Em fase final de obras, a ponte de Guaratuba que inaugura no próximo dia 29/04, no litoral do Paraná, está sendo revestida com o chamado asfalto-borracha ou asfalto ecológico, pavimento que associa em seu processo produtivo preservação ambiental e desenvolvimento humano.
O asfalto-borracha contém, em média, 15% de pneu velho triturado em sua composição. De acordo com a empresa fornecedora desse pavimento para a ponte (Greca Asfaltos), a obra deverá consumir cerca de 600 toneladas do material, são 23 mil pneus que ganham uma aplicação ambientalmente adequada.
Além disso, a principal fornecedora de borracha de pneu velho para asfalto no Paraná (Strasse) funciona dentro da Colônia Penal Agrícola de Piraquara e utiliza mão de obra de detentos do regime semiaberto.
Para os setores envolvidos nessa logística reversa de pneumáticos, o modelo adotado no Paraná associando proteção ambiental, tecnologia em pavimentação e ressocialização do preso, pode ser considerado referência nacional.

“A ponte de Guaratuba será um grande ícone do desenvolvimento sustentável no Paraná, provando a efetividade do ciclo reverso do pneu no estado”, avalia o empresário Joel Custodio, proprietário da recicladora Strasse e membro da Associação Brasileira das Empresas de Reciclagem de Pneus Inservíveis (Abrerpi).
Dados oficiais do IBAMA, no Relatório de Pneumáticos de 2025 (referente ao exercício de 2024), indicam que o Brasil atingiu 94,92% de cumprimento da meta nacional de destinação de pneus inservíveis, com mais de 784 mil toneladas recicladas. O pneu importado representa cerca de 60% do mercado de reposição no Brasil.
“É um mercado que teria um grande potencial poluidor, mas que soube se organizar, criar mecanismos de estímulo à reciclagem e hoje praticamente alcança a sustentabilidade”, avalia o presidente da Associação Brasileira dos Importadores e Distribuidores de Pneus (Abidip), Ricardo Alípio.
Segundo ele, a imagem que se tinha do setor há 30 anos, com pneus atirados na natureza acumulando água e contribuindo para proliferação de doenças, mudou completamente. “O pneu velho se tornou um ativo econômico, a indústria recicladora ganhou escala e prova a sua capacidade ao fornecer insumo para uma mega construção, como a ponte de Guaratuba, revelando também o aspecto social e ambiental importante dessa obra”.

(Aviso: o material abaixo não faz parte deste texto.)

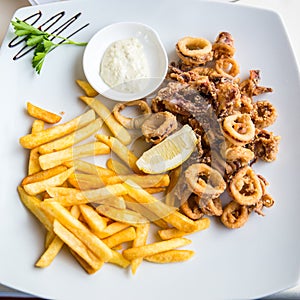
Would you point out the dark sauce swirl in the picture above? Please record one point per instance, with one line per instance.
(46, 26)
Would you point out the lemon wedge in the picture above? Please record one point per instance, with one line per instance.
(170, 153)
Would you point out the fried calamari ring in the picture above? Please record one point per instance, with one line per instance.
(191, 208)
(264, 114)
(244, 105)
(238, 129)
(223, 47)
(265, 145)
(227, 67)
(194, 50)
(213, 208)
(245, 187)
(204, 181)
(239, 153)
(132, 123)
(158, 126)
(234, 215)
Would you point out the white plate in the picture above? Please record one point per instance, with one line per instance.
(259, 259)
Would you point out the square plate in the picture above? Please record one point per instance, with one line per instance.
(259, 259)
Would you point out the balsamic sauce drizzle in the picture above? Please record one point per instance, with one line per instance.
(48, 24)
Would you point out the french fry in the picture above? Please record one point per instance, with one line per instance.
(96, 196)
(117, 167)
(42, 114)
(155, 190)
(87, 88)
(112, 229)
(51, 252)
(77, 245)
(114, 201)
(171, 256)
(85, 181)
(140, 240)
(58, 191)
(150, 202)
(121, 150)
(42, 175)
(120, 237)
(154, 248)
(49, 237)
(89, 168)
(90, 270)
(33, 161)
(121, 215)
(34, 206)
(91, 241)
(36, 139)
(170, 233)
(118, 259)
(41, 186)
(90, 181)
(72, 138)
(144, 181)
(144, 211)
(53, 159)
(174, 176)
(92, 218)
(115, 127)
(167, 213)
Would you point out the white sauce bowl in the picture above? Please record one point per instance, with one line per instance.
(154, 51)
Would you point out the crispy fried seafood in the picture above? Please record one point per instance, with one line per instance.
(203, 90)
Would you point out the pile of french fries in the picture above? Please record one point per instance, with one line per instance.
(103, 214)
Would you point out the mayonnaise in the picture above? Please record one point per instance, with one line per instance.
(124, 65)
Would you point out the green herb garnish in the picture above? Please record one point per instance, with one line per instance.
(40, 40)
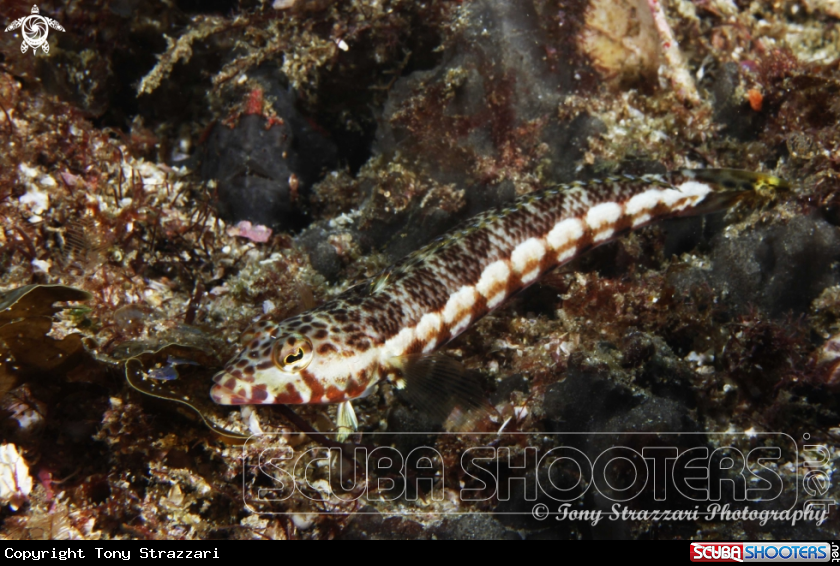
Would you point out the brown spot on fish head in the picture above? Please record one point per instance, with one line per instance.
(334, 394)
(326, 348)
(315, 386)
(259, 393)
(355, 388)
(289, 397)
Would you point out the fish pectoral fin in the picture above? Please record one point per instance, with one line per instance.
(346, 421)
(440, 386)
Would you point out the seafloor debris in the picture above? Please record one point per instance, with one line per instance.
(15, 481)
(723, 328)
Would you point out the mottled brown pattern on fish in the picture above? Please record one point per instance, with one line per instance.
(434, 294)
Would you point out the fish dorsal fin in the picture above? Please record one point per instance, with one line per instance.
(440, 386)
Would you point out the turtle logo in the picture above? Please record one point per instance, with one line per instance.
(35, 30)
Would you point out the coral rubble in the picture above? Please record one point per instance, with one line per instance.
(167, 180)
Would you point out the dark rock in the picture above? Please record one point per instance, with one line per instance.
(508, 386)
(587, 398)
(780, 268)
(368, 524)
(474, 527)
(264, 165)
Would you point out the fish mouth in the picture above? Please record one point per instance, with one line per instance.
(224, 392)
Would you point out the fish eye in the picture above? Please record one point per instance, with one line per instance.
(292, 353)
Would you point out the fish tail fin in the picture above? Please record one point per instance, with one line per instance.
(731, 186)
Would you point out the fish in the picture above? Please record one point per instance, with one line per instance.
(391, 327)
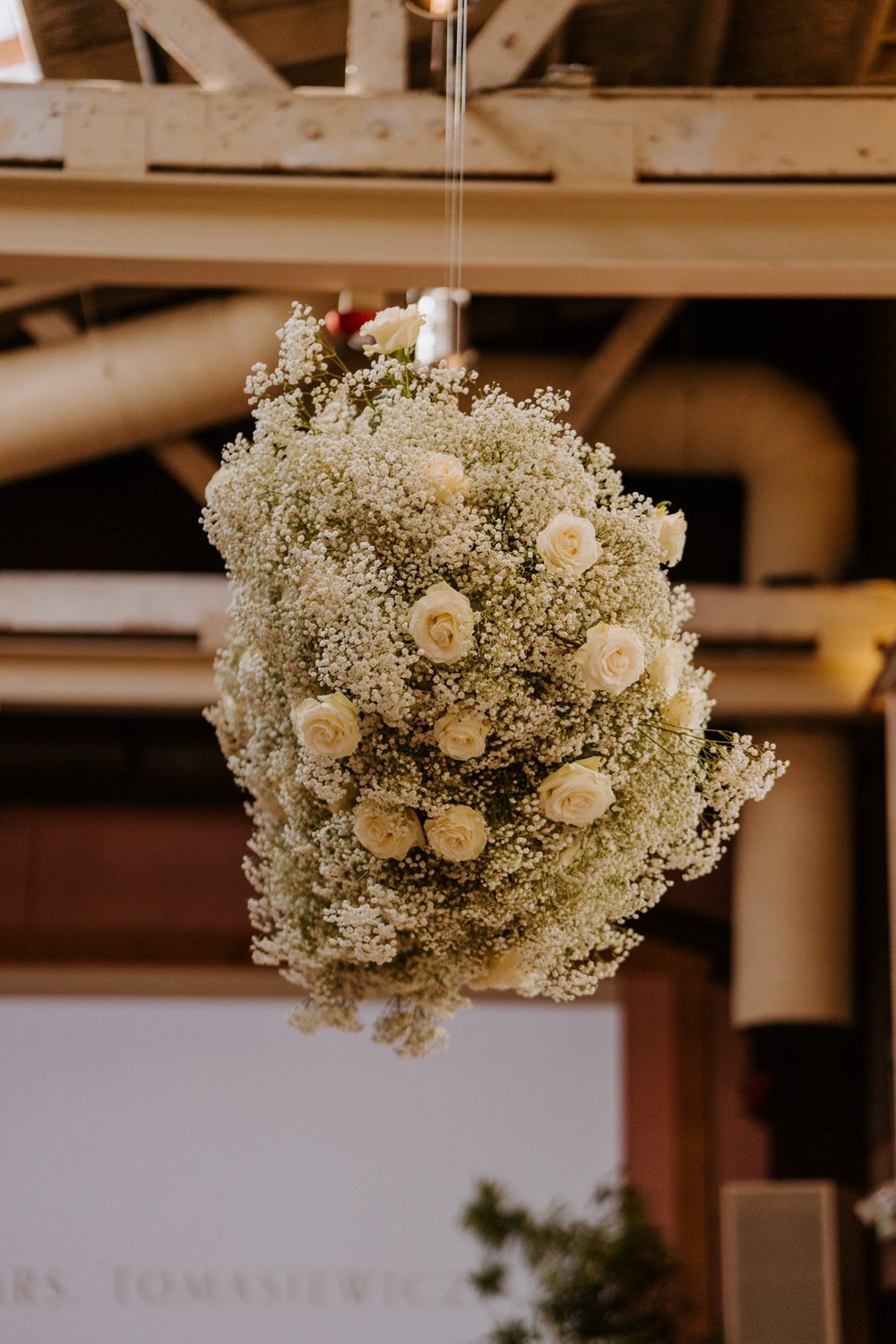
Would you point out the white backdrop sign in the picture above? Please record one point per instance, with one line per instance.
(199, 1174)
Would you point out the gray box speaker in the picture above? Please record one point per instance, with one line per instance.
(791, 1265)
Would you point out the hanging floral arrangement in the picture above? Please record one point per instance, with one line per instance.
(455, 690)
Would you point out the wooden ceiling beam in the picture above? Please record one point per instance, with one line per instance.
(618, 357)
(204, 45)
(376, 46)
(332, 233)
(508, 42)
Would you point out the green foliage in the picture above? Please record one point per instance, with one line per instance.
(610, 1279)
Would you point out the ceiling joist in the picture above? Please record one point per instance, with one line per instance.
(376, 51)
(511, 39)
(619, 355)
(124, 658)
(719, 134)
(204, 45)
(324, 233)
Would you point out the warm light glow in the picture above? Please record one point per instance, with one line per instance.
(18, 61)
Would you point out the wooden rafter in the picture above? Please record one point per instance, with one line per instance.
(204, 45)
(376, 47)
(708, 43)
(619, 355)
(188, 462)
(511, 39)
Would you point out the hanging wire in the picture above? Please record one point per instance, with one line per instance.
(454, 161)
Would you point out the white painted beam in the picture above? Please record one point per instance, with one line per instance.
(376, 46)
(204, 45)
(754, 640)
(699, 136)
(619, 354)
(66, 602)
(520, 238)
(506, 43)
(155, 675)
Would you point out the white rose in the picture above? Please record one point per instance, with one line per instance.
(504, 972)
(220, 478)
(389, 835)
(328, 725)
(667, 668)
(444, 473)
(392, 330)
(576, 793)
(458, 835)
(461, 734)
(441, 624)
(670, 531)
(568, 543)
(610, 659)
(684, 711)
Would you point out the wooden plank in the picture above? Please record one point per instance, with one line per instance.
(376, 51)
(890, 711)
(16, 297)
(618, 357)
(520, 238)
(713, 134)
(204, 45)
(708, 43)
(506, 43)
(34, 602)
(109, 604)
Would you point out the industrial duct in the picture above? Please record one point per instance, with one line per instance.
(159, 376)
(134, 382)
(726, 418)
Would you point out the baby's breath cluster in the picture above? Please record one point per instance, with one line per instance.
(455, 688)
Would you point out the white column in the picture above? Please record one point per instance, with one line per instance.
(793, 887)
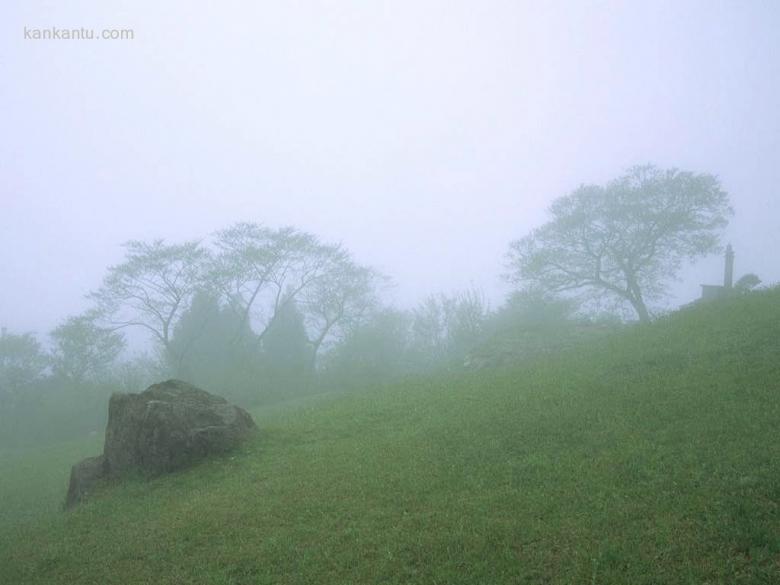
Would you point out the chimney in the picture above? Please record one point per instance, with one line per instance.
(728, 277)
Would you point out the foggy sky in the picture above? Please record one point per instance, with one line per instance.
(423, 135)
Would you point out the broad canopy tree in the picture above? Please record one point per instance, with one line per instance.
(153, 288)
(176, 291)
(625, 240)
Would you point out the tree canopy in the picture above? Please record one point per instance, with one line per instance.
(624, 241)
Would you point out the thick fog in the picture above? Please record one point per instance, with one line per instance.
(424, 136)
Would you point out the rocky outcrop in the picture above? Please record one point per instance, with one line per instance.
(168, 426)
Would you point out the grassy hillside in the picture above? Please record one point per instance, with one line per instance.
(649, 456)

A ponte terá 1.240 metros de extensão, com quatro faixas de tráfego, duas faixas de segurança em cada sentido, calçadas com ciclovia e guarda-corpos. Considerando ainda os acessos terrestres nas duas entradas da ponte, a obra vai abranger pouco mais de 3 quilômetros com 70 mil m2 de área de pavimentada. Além de todo o aspecto socioambiental, estudos indicam que esse tipo de pavimento pode ser até duas vezes mais resistente a rachaduras que o tradicional, ter vida útil 50% maior e diminuir os ruídos pela metade.
Disciplina
A Resolução CONAMA nº 416/2009 estabelece que fabricantes e importadores são obrigados a coletar e dar destinação ambientalmente adequada aos pneus inservíveis.

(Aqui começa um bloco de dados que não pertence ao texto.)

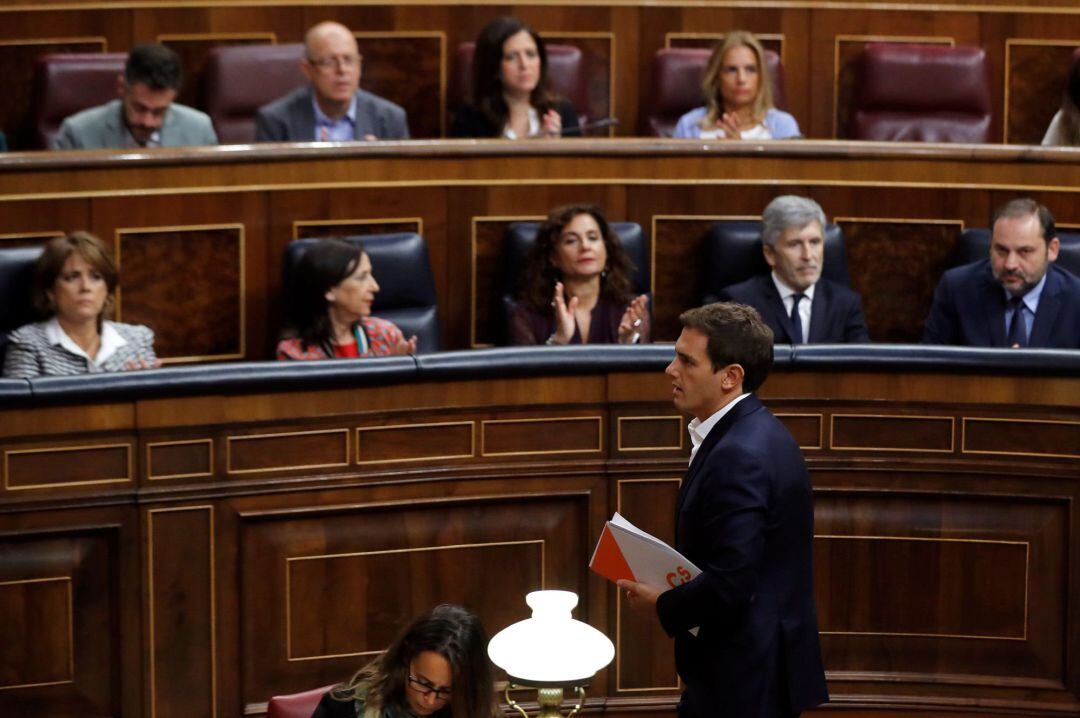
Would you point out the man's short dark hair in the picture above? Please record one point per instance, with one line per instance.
(737, 335)
(1025, 207)
(153, 65)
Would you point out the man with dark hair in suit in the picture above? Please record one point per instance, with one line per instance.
(333, 107)
(797, 303)
(745, 517)
(1017, 297)
(145, 114)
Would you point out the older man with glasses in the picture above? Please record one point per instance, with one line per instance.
(332, 107)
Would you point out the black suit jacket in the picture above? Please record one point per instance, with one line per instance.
(836, 313)
(969, 310)
(745, 517)
(292, 118)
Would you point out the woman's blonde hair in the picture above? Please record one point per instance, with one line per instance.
(711, 85)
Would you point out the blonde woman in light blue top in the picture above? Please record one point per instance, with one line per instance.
(739, 96)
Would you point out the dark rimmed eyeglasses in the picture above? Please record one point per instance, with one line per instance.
(426, 689)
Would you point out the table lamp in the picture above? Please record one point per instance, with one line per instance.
(551, 652)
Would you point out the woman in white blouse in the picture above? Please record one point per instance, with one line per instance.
(73, 283)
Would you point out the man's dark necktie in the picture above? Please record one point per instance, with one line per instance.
(1017, 327)
(796, 319)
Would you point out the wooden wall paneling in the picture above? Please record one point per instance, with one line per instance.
(17, 59)
(181, 611)
(190, 326)
(644, 656)
(348, 211)
(333, 584)
(1036, 72)
(194, 48)
(69, 611)
(896, 579)
(408, 68)
(896, 307)
(192, 268)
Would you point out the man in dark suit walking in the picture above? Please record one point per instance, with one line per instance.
(1015, 298)
(797, 303)
(745, 517)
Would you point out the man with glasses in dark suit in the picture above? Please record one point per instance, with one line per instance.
(332, 107)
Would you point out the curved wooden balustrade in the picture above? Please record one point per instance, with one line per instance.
(194, 540)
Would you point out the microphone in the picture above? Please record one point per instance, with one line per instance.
(603, 123)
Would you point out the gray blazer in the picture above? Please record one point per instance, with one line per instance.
(30, 354)
(292, 118)
(103, 127)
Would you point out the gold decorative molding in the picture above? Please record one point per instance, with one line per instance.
(1027, 576)
(149, 460)
(242, 289)
(247, 437)
(213, 604)
(472, 442)
(540, 420)
(70, 633)
(57, 449)
(679, 431)
(890, 417)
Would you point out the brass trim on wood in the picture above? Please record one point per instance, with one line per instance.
(297, 224)
(213, 604)
(291, 559)
(485, 422)
(245, 437)
(963, 437)
(832, 432)
(7, 470)
(242, 289)
(472, 442)
(149, 460)
(70, 618)
(821, 428)
(1027, 576)
(676, 418)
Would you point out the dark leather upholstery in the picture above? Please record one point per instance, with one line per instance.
(732, 253)
(16, 279)
(974, 245)
(520, 238)
(296, 705)
(524, 361)
(239, 80)
(676, 85)
(66, 83)
(921, 93)
(406, 285)
(567, 73)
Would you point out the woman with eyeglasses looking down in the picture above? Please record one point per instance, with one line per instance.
(510, 93)
(75, 281)
(436, 666)
(331, 306)
(738, 95)
(577, 285)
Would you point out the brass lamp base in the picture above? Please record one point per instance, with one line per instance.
(550, 700)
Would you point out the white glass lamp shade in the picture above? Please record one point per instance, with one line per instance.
(551, 648)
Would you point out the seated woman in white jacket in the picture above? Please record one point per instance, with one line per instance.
(739, 96)
(1064, 129)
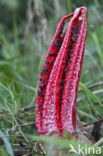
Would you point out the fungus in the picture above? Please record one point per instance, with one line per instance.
(58, 84)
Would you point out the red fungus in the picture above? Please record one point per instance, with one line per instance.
(58, 84)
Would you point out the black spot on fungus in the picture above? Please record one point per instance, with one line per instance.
(47, 62)
(42, 79)
(45, 71)
(66, 70)
(62, 25)
(74, 37)
(40, 106)
(62, 82)
(41, 114)
(42, 85)
(57, 42)
(59, 32)
(39, 93)
(74, 28)
(52, 54)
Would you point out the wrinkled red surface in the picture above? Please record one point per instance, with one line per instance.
(58, 84)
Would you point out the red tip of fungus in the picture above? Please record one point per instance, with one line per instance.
(58, 84)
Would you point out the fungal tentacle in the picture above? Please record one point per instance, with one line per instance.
(57, 88)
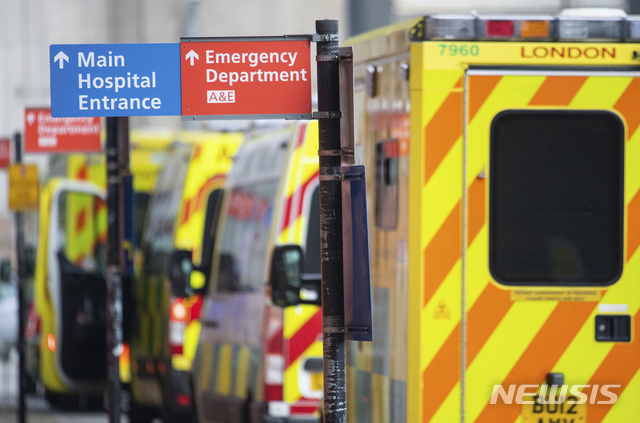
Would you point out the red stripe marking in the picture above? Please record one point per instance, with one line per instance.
(442, 253)
(301, 409)
(196, 151)
(442, 131)
(441, 375)
(303, 338)
(187, 211)
(633, 225)
(301, 133)
(627, 105)
(476, 208)
(81, 220)
(274, 344)
(618, 368)
(541, 355)
(288, 217)
(82, 172)
(480, 87)
(557, 90)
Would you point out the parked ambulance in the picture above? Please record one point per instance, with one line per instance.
(66, 329)
(174, 267)
(259, 358)
(505, 222)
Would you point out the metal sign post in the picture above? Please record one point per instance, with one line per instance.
(333, 331)
(22, 388)
(117, 149)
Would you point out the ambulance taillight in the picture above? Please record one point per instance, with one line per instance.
(579, 29)
(178, 317)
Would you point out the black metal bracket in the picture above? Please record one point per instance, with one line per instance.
(326, 115)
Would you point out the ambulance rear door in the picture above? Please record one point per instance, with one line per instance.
(550, 240)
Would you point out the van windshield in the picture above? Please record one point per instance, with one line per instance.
(245, 241)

Esse trabalho é feito pelas recicladoras que vendem os créditos correspondentes à quantidade de pneu processada para fabricantes e importadores poderem comprovar ao Ibama a destinação ambiental na mesma proporção que colocaram em circulação.
O associativismo é a fórmula encontrada pelos empresários para dar efetividade à lei e disciplinar esse mercado. A associação de empresas de reciclagem – Abrerpi – faz auditorias entre as recicladoras mantendo associadas apenas empresas que comprovam a capacidade de produção correspondente ao volume de créditos que emitem.